Actress Andrea Karnasová: "Acting is...like being a prostitute. You have to sell everything - your body and soul,"Ron Severdia
Andrea Karnasová is an actress. She is one of many who studied at Bratislava's conservatory, and one of many who now perform in small venues and work as film "extras" as they chase the dream of getting their big break in show business. At 23 years old, she is paying her dues, expecting that greater things will one day sweep her away.
"You have to really work to find work," Karnasová said following a recent performance of Slúžky (Servants) at Bratislava's Divadlo West.
Igor Krempaský, another actor, agrees wholeheartedly. "The hardest thing is survival," he said. "Young actors here really have only two venues in which to work - dubbing and radio - nothing else." Csongor Kassai, the third performer, can't do either one because of his slight Hungarian accent. "Despite this handicap, I act, because I can't do anything else," Kassai said as he shrugged his shoulders in exasperation.
When people go to the theater, they see what looks like an ideal profession. No career could be easier than getting up on a stage and having a public conversation for a few hours, not to mention the heaps of cash the theater-going public may think that actors make. But the reality doesn't fit the vision. "A lot of people think that being an actor is easy-going and playing around in the theater and you make good money," Karnasová said. "It's just not true."
All three performers affirmed that acting is hard work, but the schooling can be just as difficult. The performing arts conservatory in Bratislava for high-school students has a curriculum consisting of dancing and other regimens, even though the training is a little less rigorous than at VŠMU, the state-run performing arts college. The busy schedule usually doesn't allow the budding actor to perform outside of his or her studies.
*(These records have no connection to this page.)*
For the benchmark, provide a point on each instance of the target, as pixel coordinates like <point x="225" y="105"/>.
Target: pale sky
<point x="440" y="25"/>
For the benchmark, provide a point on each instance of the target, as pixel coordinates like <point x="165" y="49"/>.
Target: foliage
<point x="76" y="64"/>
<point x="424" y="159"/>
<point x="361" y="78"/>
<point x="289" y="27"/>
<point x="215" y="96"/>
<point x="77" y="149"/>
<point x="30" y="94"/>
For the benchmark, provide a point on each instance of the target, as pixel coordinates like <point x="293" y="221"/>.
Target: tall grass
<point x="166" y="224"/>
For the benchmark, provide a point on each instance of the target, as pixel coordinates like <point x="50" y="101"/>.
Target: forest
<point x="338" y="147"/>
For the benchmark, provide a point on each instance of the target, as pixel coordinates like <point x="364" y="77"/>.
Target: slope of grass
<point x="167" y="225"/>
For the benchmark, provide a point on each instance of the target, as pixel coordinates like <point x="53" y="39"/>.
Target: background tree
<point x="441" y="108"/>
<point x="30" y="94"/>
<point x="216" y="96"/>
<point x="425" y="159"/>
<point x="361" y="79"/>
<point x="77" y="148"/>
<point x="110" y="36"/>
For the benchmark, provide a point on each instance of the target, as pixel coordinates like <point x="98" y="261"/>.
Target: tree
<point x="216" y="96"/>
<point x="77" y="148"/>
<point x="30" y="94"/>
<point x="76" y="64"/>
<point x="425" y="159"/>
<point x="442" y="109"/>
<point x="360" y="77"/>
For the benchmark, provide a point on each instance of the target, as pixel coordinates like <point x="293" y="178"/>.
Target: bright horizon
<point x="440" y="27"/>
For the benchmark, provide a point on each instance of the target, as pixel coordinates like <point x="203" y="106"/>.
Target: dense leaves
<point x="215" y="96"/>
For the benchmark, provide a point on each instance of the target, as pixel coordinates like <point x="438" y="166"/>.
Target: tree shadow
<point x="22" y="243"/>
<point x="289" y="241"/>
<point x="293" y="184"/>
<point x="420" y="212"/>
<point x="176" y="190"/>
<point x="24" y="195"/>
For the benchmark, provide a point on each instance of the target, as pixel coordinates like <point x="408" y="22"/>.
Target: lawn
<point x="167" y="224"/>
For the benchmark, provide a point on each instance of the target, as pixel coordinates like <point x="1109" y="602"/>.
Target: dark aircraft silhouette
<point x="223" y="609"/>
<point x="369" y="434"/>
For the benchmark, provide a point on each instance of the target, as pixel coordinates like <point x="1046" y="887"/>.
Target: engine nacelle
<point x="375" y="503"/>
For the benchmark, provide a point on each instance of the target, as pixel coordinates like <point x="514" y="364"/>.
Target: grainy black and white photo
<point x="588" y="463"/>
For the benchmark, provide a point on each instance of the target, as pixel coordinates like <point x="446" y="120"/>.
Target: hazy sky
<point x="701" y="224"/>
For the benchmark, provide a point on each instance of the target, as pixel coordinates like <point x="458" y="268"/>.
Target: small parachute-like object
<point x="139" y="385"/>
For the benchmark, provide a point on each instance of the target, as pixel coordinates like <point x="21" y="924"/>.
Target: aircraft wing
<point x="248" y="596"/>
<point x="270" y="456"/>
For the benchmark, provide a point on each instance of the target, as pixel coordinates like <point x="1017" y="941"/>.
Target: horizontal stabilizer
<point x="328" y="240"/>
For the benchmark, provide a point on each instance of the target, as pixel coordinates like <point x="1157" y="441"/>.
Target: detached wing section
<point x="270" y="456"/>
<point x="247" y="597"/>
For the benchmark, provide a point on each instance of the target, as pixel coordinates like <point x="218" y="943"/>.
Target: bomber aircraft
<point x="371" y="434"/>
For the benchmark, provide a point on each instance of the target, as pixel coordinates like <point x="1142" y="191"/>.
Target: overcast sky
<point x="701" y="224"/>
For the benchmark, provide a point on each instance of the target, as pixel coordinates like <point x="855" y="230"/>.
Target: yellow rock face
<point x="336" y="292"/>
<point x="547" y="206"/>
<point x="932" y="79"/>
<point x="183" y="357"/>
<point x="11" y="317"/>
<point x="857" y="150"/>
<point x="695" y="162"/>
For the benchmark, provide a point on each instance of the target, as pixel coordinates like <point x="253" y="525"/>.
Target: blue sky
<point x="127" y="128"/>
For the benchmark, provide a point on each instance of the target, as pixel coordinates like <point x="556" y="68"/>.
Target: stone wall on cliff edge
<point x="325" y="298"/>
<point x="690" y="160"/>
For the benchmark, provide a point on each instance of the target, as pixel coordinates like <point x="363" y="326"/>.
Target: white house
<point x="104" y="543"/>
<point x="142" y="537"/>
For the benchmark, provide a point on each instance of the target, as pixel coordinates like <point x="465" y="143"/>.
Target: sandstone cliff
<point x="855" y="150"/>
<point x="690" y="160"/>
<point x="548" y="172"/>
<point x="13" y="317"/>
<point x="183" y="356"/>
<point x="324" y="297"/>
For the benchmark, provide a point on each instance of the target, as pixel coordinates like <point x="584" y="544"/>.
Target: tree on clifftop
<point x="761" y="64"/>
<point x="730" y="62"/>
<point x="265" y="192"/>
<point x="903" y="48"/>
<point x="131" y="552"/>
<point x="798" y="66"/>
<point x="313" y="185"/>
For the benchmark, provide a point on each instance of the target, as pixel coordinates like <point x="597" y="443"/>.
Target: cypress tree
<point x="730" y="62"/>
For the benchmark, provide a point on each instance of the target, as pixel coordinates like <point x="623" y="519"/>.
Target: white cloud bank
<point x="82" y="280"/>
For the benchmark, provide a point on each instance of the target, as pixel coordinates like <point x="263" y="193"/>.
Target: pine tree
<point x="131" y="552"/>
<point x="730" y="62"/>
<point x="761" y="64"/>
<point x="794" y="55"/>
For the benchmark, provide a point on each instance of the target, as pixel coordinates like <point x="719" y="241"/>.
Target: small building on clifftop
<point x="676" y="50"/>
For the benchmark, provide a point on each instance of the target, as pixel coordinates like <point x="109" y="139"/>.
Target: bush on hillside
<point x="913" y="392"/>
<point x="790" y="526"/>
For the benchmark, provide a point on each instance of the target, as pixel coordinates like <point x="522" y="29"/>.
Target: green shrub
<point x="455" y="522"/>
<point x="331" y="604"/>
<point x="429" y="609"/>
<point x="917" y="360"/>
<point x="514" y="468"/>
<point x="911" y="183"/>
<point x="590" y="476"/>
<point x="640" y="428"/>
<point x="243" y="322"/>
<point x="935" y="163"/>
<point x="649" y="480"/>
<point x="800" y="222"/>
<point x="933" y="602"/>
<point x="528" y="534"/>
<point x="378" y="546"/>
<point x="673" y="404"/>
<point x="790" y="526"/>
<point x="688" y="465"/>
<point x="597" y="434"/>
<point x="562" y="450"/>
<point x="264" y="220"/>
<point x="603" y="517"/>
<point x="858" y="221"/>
As they struggle to keep their stage careers alive, Bratislava actors such as Igor Krempaský live on radio and dubbing work.Ron Severdia
Kassai is an exception. Currently in his fourth year at VŠMU, Kassai has managed to get a small part in Astorka Theater's children's production "Cinderella" as well as a short but brilliantly performed role in the Slovak National Theater's production of "As You Like It." In the performance, Kassai plays a hillbilly named "William," who while professing to have great intelligence, wants to marry the equally dim "Audrey."
At 33, Krempaský is long out of VŠMU, and also occasionally performs as a guest artist at Astorka Theater. "I would like to find not just any work, but a film or project where I can create something," he said. To make ends meet, Krempaský hosts a radio jazz show and dubs for different actors on the newly popular television show "Hercules."
Karnasová is officially a freelancer as well. Having studied only at the conservatory, she has less formal training than Kassai or Krempaský, but it doesn't seem to affect her career opportunities. She performs at the Trnava Theater as the wicked stepsister in Astorka Theater's "Cinderella," and she also does various dubbing projects including "Sweetpea" in the Popeye cartoon.
While many actors are at a loss to crystallize what acting really is and what kind of lifestyle goes along with it, only Karnasová was able to fire off a concrete answer about life as an actor.
"Acting is. . . like being a prostitute. You have to sell everything - your body and soul," she said. "When people pay for it, you have to show them something intimate."